BMC Infectious Diseases. 15:61.
Background: The diversity of pathogen strains is often overlooked, even though it is fundamental in medical, epidemiological or evolutionary perspectives. In the bacteria Borrelia burgdorferi s.s., responsible for Lyme disease, it is assumed that diversity of Outer surface protein C (OspC) gene is the product of selection to evade the immune system, explaining why wild hosts and tick vectors are often coinfected. We tested this hypothesis by conducting controlled mouse sequential coinfection by two of three selected OspC strains (type A, K and N) in nine groups (AA, AK, AN, KA, KK, KN, NA, NK, NN). We assessed competition between strains as the frequency of organ infection by the primary and the secondary strains, and the transmission of bacteria to naïve ticks through four xenodiagnoses. We measured generalist and strain-specific immunoglobulin G, characteristic of the acquired immune response.
Results: We found that regardless of the identity of the strains, the secondary strains were virtually not transmitted to ticks, whereas primary strains were well transmitted. The mechanism was the absence of dispersion into organs by the secondary strain. The immune response developed against the primary strain was inefficient at clearing the bacteria; however, regardless of the identity of the strains, the immune response against the secondary strain for both the specific and generalist antibodies was inexistent.
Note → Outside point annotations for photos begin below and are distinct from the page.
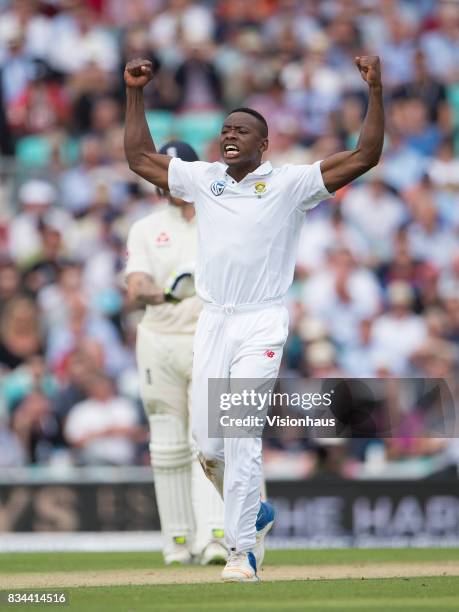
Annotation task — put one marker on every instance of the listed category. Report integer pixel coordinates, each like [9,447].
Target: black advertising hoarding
[309,512]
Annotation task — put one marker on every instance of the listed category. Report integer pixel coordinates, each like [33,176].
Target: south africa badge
[218,187]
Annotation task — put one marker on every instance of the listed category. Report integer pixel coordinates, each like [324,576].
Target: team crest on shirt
[162,239]
[260,187]
[218,187]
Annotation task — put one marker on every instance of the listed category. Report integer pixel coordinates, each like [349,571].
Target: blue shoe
[265,520]
[241,567]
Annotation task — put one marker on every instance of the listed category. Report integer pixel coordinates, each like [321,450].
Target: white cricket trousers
[232,343]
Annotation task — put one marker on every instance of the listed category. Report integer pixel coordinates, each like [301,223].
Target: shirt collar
[263,170]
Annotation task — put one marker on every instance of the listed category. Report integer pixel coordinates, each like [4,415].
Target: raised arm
[138,145]
[342,168]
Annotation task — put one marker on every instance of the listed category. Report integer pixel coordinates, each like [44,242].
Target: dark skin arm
[342,168]
[138,145]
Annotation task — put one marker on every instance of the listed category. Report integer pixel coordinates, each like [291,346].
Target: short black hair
[254,113]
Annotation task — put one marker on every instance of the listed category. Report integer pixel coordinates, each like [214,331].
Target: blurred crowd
[376,291]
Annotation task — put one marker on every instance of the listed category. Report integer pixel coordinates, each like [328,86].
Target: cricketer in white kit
[161,252]
[249,216]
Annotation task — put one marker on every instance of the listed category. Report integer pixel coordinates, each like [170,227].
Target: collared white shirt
[158,245]
[247,231]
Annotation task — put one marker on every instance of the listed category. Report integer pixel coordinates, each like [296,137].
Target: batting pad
[208,509]
[171,458]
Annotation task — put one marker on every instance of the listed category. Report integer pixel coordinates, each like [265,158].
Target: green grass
[376,595]
[415,594]
[67,562]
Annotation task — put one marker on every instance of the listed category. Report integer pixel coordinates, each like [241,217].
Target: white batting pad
[171,460]
[208,509]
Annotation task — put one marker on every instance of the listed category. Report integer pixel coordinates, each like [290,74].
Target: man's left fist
[370,69]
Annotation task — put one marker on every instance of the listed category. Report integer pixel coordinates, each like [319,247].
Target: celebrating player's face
[241,139]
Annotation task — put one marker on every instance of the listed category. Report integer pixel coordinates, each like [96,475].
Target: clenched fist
[370,69]
[138,73]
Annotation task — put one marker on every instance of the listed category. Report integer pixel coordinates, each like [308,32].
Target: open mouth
[231,151]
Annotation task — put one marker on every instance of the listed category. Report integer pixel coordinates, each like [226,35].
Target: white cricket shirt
[157,245]
[247,231]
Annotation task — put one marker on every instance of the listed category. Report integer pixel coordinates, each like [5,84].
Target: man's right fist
[138,73]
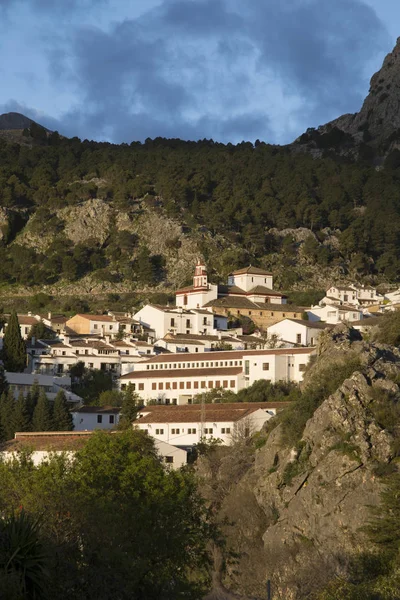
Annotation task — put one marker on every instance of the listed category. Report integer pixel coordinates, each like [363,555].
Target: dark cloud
[224,69]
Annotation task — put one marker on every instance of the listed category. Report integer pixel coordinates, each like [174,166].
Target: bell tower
[200,276]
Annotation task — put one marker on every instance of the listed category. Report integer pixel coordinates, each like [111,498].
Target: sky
[230,70]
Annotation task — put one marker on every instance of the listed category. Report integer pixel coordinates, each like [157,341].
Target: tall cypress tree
[62,418]
[20,417]
[14,350]
[42,418]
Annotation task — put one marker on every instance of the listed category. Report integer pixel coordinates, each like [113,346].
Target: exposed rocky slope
[374,131]
[295,514]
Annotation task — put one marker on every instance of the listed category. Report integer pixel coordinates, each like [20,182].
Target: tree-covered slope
[70,208]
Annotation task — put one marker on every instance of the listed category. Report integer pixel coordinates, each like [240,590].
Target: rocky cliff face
[374,131]
[296,514]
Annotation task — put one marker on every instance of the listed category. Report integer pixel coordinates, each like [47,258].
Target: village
[221,338]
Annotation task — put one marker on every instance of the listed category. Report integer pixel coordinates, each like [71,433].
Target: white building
[189,425]
[164,319]
[333,313]
[23,382]
[352,295]
[112,356]
[44,444]
[89,418]
[297,331]
[177,378]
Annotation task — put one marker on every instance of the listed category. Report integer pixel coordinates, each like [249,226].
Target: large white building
[164,320]
[177,378]
[297,331]
[189,425]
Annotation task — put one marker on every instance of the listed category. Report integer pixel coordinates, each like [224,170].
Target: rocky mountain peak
[374,131]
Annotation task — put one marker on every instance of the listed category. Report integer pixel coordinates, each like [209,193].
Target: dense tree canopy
[240,192]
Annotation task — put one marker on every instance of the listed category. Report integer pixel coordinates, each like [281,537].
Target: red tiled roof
[171,373]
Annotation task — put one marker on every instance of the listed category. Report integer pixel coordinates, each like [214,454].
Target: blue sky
[231,70]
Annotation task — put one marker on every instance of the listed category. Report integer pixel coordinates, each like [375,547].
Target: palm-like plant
[22,555]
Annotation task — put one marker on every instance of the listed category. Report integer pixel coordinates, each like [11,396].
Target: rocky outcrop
[296,514]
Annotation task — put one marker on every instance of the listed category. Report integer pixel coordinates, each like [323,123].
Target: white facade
[334,314]
[296,331]
[177,378]
[251,279]
[89,418]
[183,426]
[176,320]
[23,382]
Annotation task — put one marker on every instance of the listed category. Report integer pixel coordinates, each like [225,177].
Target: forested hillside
[72,208]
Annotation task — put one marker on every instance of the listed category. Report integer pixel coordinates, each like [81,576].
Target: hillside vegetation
[138,215]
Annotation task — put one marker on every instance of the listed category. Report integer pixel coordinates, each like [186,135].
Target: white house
[189,425]
[164,319]
[198,294]
[51,384]
[177,378]
[333,314]
[44,444]
[89,418]
[297,331]
[352,295]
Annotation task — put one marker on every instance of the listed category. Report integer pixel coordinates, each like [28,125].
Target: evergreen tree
[62,418]
[3,381]
[42,418]
[20,416]
[14,350]
[130,407]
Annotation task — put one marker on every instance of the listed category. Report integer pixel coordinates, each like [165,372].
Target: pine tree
[14,350]
[42,418]
[130,406]
[62,418]
[20,417]
[3,381]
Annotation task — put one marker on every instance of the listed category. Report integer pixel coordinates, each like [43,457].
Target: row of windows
[193,430]
[111,419]
[168,385]
[216,363]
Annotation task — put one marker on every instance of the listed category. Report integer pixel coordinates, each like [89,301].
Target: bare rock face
[298,513]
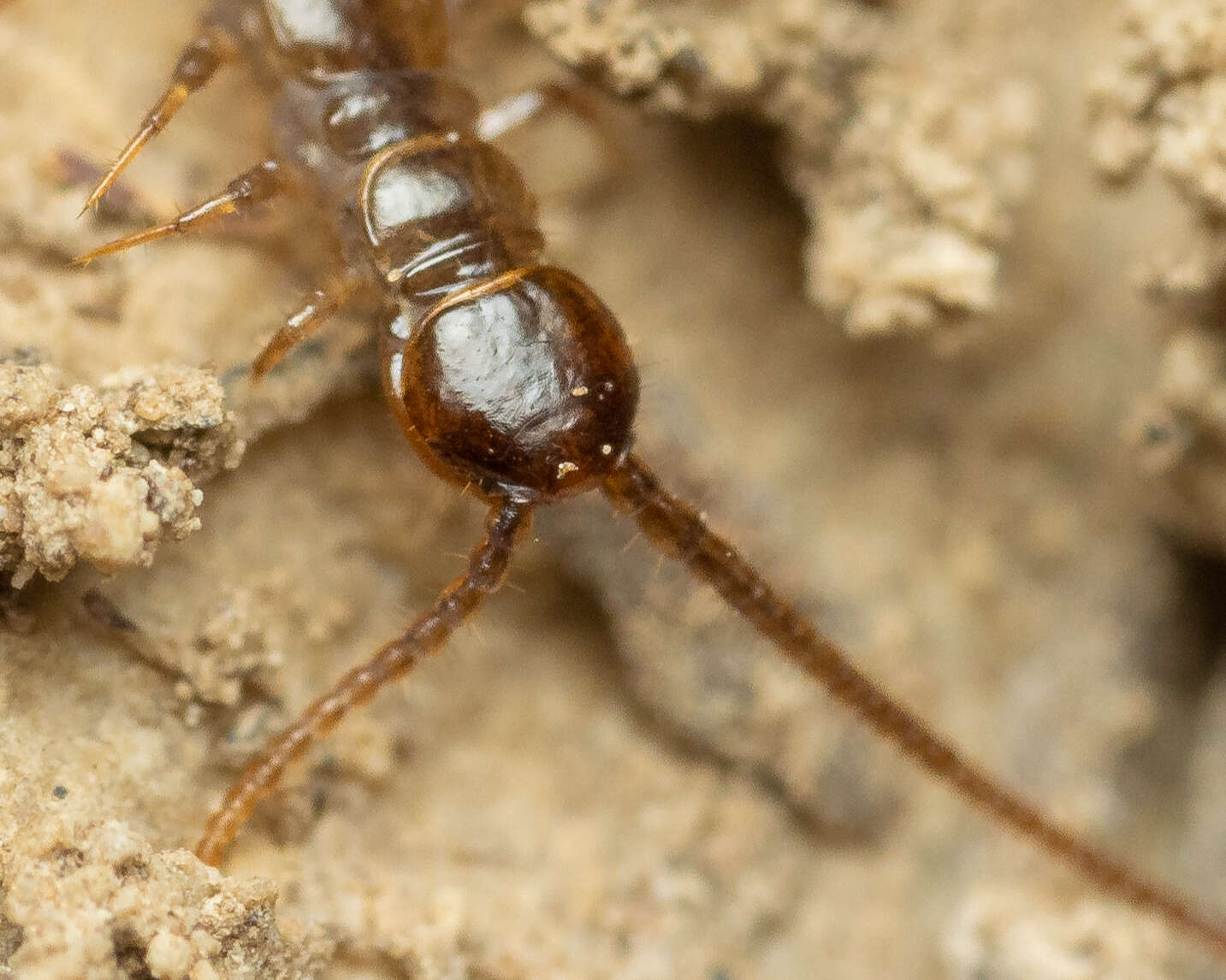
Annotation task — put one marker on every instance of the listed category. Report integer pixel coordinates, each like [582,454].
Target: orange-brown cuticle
[520,386]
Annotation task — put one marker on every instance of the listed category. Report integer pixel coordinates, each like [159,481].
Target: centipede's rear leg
[540,102]
[214,47]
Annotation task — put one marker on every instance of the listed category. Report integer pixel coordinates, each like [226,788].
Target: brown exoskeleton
[507,375]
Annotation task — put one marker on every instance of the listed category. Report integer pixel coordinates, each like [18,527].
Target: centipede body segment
[507,375]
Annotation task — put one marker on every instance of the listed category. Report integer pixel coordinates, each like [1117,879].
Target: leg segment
[317,308]
[487,566]
[198,62]
[252,187]
[535,103]
[678,530]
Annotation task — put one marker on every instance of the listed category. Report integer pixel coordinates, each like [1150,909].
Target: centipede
[509,377]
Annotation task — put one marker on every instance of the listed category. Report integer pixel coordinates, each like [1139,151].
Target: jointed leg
[678,530]
[317,308]
[535,103]
[198,62]
[252,187]
[487,566]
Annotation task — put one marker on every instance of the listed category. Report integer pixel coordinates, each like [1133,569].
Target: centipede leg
[319,305]
[549,97]
[676,529]
[487,567]
[198,62]
[249,189]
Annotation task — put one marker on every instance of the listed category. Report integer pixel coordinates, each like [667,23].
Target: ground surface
[607,776]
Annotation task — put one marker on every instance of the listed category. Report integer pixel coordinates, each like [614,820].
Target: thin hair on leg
[487,567]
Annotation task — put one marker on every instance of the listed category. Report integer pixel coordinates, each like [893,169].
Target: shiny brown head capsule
[506,374]
[521,387]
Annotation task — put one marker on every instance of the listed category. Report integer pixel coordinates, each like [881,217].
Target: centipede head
[520,387]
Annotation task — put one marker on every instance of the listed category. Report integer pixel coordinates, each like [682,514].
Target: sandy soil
[891,340]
Conclusions: The strong inhibitory priority effect that we observed suggests that the diversity of strains would disappear quickly if not all conditions are met in nature. The acquired immune response does not seem to be the physiological mechanism responsible for this exclusion. We suggest that rather than to immune response from hosts, some specific ecological conditions such as host diversity and tick phenology are the mechanisms that maintain the diversity of OspC strains in wild population of Borrelia burgdorferi.